День начался странно. Побег писателя удивил меня куда больше, чем Лаврентия Павловича. Тот даже не сразу сообразил, что узник бежал. Сначала он решил, что Николаса уже забрали на допрос, потому просто пожал плечами и извинился передо мной. Но так даже лучше. Ведь благодаря этому я оказался вне всяких подозрений, и меня, признаюсь, это успокоило.
Он вернул мне книжки, с которыми был Николас в день, когда его арестовали, и даже не спросил меня зачем. Но я все равно сказал ему, что их следует вернуть в библиотеку. В ответ околоточный лишь кивнул.
Скажу Вам, дорогая Елизавета Марковна, я тревожусь о состоянии Лаврентия Павловича. Человек он хороший, да и долг выполняет свой ответственно. Но сегодня он явно был не в себе. Что, конечно же, играет нам на руку. И надеюсь, позволит довести до конца все задумки писателя.
Кстати, о них. Мне пришлось знатно побегать по городу, и скажу, не скрывая гордости за себя, я лишь однажды воспользовался каретой. Погода, пусть небо и затягивали тучи, мне в этом благоволила. И, несмотря на то что моим ногам непривычно и тяжело, особенно по утрам, я давно не чувствовал себя таким живым.
После визита к Лаврентию Павловичу я посетил телеграфную станцию, где связался с издательством. Моего краткого объяснения оказалось достаточно, так что, когда я перешел к просьбе, они не задавали никаких вопросов. Их устроило то, что писатель приступил к книге и ему срочно нужна информация об отставном штабс-ротмистре двенадцатого драгунского полка некоем Михаиле Юрьевиче. Мой запрос они приняли, но обещать мне ничего не стали.
Следующими в моем списке были Савелий и Настенька. Я хотел как можно скорее навестить их, потому что в прошлый вечер мы расстались на грустной ноте. К этим двоим я пропитался искренней симпатией и по-отцовски посоветовал бы девушке выбросить из головы проблемного писателя и обратить внимание на врача.

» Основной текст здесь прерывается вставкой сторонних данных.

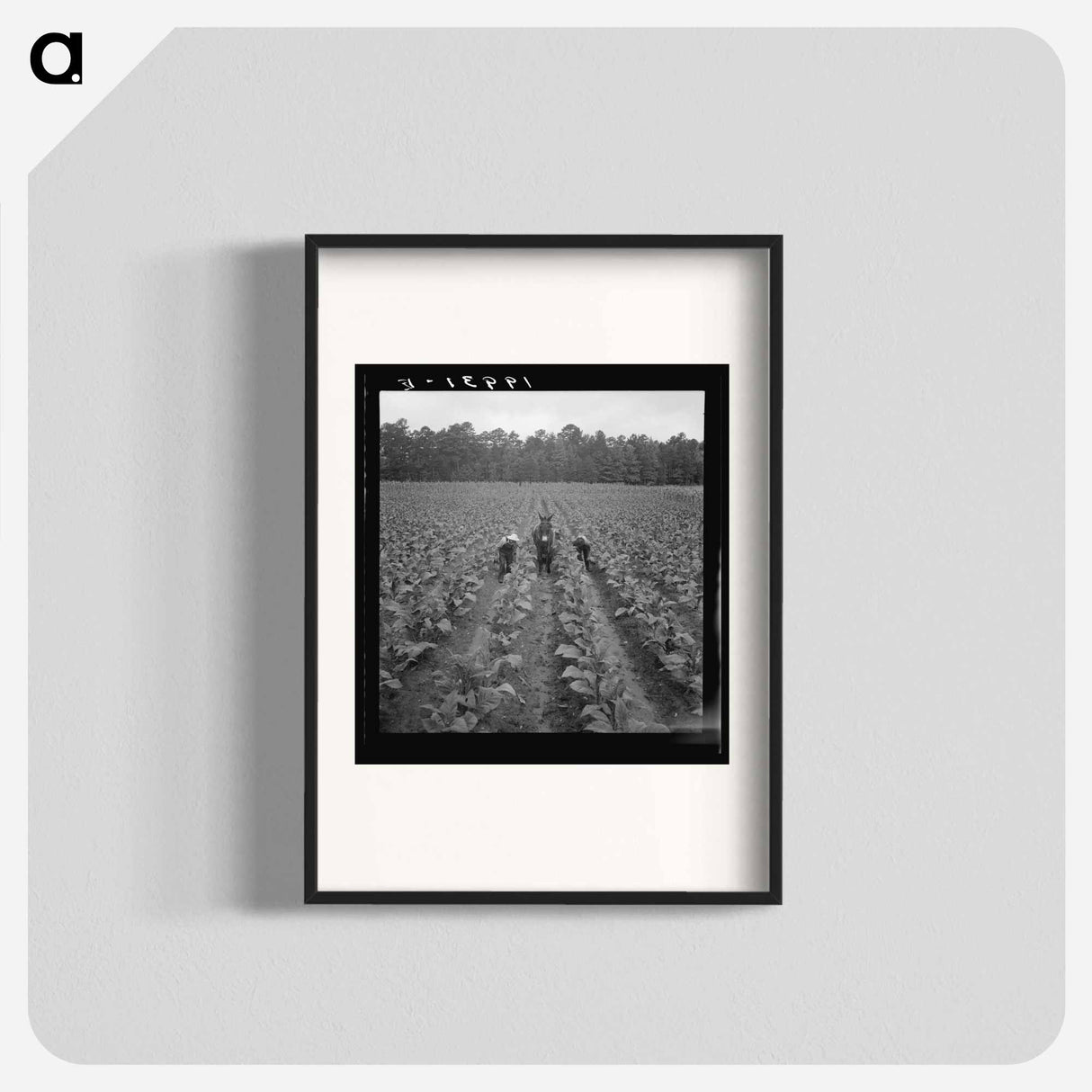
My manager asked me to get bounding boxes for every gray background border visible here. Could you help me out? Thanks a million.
[30,31,1063,1062]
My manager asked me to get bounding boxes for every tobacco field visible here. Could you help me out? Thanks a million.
[379,480,704,731]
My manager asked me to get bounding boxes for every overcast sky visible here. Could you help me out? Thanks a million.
[379,391,705,440]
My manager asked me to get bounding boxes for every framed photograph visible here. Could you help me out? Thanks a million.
[305,235,782,903]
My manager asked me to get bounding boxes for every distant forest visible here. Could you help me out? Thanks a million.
[379,417,705,485]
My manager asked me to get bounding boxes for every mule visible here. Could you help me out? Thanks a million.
[531,512,553,575]
[572,535,592,572]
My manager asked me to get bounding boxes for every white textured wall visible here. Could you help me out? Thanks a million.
[31,31,1062,1061]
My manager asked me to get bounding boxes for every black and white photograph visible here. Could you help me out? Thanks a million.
[357,366,726,760]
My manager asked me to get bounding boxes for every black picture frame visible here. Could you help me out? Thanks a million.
[303,235,783,905]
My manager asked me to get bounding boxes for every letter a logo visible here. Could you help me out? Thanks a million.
[31,31,83,85]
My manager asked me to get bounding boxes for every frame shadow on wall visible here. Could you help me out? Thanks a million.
[242,243,303,909]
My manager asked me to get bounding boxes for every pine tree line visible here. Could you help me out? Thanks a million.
[379,417,705,485]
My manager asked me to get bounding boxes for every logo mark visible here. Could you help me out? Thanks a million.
[31,31,83,84]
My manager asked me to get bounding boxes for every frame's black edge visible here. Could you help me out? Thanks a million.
[303,235,784,905]
[770,235,784,904]
[306,235,781,254]
[303,235,318,902]
[307,891,781,907]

К сожалению, настроение в их квартире ни капли не улучшилось. Как рассказал мне Савелий, Настя не спала всю ночь. А из-за стенки ее спальни доносился плач. Я передал записку и, воспользовавшись тем, что остался с девушкой наедине, побеспокоился о ее здоровье. Как оказалась, ночью она лила слезы не о себе и том вопиющем случае, а о писателе и его беспричинном аресте.
В мою голову пришла блестящая идея. По крайней мере, в тот момент мне так показалось. Когда Савелий принес и вручил мне мешок, набитый всякими железками, я отказался его брать. Мне даже не пришлось его обманывать, ведь у меня еще был список обязательных покупок, который составил Николас. Так что этот мешок мне никак не унести. Поэтому я предложил навестить меня вечером и принести все, что попросил писатель.

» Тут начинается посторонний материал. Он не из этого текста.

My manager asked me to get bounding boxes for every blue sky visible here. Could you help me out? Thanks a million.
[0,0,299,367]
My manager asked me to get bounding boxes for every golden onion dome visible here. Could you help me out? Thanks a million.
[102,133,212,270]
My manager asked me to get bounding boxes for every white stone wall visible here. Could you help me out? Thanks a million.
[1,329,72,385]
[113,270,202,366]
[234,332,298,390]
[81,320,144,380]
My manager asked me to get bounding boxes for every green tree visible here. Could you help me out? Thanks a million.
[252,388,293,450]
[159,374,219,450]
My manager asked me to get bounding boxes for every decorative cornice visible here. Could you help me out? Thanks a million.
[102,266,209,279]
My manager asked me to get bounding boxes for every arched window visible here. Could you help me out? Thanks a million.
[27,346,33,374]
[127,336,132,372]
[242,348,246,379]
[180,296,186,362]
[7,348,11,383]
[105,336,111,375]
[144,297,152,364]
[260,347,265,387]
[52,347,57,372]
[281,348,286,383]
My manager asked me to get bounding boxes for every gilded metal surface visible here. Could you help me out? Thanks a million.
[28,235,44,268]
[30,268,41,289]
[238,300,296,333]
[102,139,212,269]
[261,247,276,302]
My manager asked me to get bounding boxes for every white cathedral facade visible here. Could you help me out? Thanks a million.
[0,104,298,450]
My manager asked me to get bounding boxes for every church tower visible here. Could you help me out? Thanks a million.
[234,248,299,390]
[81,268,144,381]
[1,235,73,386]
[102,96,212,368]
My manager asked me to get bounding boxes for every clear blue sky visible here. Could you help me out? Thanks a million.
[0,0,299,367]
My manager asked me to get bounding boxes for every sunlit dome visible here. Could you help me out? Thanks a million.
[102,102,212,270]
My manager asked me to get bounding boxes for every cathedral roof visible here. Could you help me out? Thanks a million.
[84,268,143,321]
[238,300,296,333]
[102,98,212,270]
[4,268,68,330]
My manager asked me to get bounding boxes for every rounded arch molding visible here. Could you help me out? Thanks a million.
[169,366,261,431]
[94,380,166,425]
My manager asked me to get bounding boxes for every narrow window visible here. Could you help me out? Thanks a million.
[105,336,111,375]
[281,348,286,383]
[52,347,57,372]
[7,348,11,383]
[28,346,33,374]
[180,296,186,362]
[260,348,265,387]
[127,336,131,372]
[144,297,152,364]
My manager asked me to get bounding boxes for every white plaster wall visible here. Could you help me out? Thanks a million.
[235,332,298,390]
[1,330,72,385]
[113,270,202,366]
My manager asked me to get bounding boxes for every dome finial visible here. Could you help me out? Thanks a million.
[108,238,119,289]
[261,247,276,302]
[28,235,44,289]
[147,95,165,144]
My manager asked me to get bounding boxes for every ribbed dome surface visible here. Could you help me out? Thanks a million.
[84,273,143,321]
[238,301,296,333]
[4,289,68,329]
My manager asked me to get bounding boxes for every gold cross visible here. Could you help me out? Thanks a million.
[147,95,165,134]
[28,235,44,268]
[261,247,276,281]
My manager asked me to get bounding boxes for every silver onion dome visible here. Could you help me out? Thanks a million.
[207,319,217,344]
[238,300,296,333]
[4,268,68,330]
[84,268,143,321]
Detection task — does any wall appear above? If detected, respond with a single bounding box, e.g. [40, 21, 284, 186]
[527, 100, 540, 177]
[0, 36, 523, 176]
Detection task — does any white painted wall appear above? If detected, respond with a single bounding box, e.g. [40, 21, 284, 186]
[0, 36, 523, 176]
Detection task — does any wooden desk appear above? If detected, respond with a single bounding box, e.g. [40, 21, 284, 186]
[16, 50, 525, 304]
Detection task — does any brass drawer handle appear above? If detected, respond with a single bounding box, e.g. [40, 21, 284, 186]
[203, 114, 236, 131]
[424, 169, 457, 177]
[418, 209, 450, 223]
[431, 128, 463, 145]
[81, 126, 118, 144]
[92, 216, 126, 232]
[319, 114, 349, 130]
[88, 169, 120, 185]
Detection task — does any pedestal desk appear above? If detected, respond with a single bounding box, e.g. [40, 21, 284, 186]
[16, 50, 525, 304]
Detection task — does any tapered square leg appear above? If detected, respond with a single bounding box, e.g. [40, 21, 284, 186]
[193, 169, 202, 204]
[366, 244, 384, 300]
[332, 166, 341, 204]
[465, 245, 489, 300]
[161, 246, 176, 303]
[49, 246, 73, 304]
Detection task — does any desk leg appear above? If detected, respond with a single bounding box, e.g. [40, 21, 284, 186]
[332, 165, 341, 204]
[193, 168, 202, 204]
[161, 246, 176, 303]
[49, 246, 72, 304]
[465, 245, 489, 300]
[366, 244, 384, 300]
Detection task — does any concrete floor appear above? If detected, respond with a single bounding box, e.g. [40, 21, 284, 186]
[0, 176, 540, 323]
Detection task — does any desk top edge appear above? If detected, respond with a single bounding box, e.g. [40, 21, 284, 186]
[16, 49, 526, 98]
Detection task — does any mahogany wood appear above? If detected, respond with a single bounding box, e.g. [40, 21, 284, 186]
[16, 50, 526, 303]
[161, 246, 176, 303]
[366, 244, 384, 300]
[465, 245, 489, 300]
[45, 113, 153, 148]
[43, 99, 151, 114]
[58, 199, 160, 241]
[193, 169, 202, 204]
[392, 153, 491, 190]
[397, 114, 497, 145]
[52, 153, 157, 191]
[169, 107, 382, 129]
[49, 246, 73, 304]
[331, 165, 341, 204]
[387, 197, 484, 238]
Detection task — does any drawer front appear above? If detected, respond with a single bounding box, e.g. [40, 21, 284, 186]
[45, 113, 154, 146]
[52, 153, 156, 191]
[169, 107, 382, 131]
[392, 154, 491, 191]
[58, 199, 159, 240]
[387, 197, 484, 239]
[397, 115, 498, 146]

Савелию моя идея явно не понравилась, но он ничего не сказал. Спросил лишь, зачем Николаю в тюрьме весь этот хлам. Я ответил, что не знаю. Но я, и правда, не понимал замысел писателя, но чувствовал, что тот поступает верно.
Последнее поручение вынудило меня посетить такие места в столице, о которых я и не подозревал.
Самым удивительным для меня оказалось знакомство с Чиколевым Владимиром Николаевичем, членом товарищества «Электротехник». Я разыскал его в Соляном городке, где он читал лекцию об электричестве. На мой взгляд, умнейший человек. К тому же автор научных трудов и книжных изданий. Между делом я обмолвился о нашем издательстве – Владимир Николаевич обещал подумать.
К просьбе писателя он отнесся с уважением. Даже поинтересовался целью его опыта, но я, к моему стыду, ответить ему не смог. В завершение нашей беседы он вручил мне лампу накаливания, похожую на стеклянный шар. За нее он попросил пятьдесят рублей. Пятьдесят! Вы представляете!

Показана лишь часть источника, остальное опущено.